E o que teria o planeta vermelho a ver com os ares da cidade brasileira de Vitória, ou com as chaminés da Companhia Siderúrgica de Tubarão, em Santa Catarina? “Fazemos uso dessa tecnologia usada em Marte nos estudos ambientais de poluição atmosférica e controle de qualidade da indústria”, explica o físico brasileiro Paulo Antônio de Souza Jr., analista da Companhia Vale do Rio Doce, convidado pela agência espacial norte-americana (Nasa) para participar do projeto Spirit por ser um dos desenvolvedores de um aparelho chamado espectrômetro de Mössbauer.
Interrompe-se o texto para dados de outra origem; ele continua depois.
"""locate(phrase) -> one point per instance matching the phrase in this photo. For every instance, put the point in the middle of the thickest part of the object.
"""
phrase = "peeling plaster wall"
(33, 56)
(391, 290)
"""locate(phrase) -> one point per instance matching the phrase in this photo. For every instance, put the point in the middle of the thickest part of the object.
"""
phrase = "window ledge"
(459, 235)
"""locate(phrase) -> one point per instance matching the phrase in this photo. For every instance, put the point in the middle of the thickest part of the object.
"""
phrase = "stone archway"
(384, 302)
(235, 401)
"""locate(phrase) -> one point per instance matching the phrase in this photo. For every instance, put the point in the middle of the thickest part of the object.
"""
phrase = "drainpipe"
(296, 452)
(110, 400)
Um pequeno exemplar desse equipamento de nome assustador está acoplado a um braço do robô, para analisar o solo e as rochas de Marte.
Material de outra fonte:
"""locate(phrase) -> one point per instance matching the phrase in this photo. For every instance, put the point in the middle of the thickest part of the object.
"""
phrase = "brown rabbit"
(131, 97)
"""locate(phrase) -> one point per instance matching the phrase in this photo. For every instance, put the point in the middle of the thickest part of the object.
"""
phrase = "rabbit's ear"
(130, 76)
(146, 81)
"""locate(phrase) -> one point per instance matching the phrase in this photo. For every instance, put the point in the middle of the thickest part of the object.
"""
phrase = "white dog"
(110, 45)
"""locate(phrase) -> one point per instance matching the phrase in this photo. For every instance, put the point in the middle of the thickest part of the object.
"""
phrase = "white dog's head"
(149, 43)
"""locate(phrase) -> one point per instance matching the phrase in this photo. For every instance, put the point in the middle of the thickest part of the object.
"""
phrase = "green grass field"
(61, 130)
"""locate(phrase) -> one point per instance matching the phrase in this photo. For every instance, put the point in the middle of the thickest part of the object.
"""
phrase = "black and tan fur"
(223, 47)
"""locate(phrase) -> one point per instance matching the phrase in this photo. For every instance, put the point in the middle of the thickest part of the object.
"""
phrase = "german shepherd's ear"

A alta tecnologia usada em missões espaciais muitas vezes resulta em avanços importantes para indústrias e produtos bem comuns aqui na Terra. Entre os exemplos mais conhecidos, estão o mouse, desenvolvido na década de 60 por Doug Engelbert, da Universidade de Stanford, com apoio da Nasa. Ou a tomografia computadorizada, que nasceu de uma tecnologia da agência para as fotografias da Lua durante o projeto Apollo, bem como ferramentas movidas a baterias. Tecnologia usada para bombeamento de combustível nos ônibus espaciais da Nasa também deu origem a um tipo de coração artificial que está em testes na Europa e câmeras de infravermelho portáteis. Da tecnologia usada no polimento das perfeitas lentes e espelhos do telescópio espacial Hubble, nasceu no ano passado um novo método para afiar lâminas de patins para gelo.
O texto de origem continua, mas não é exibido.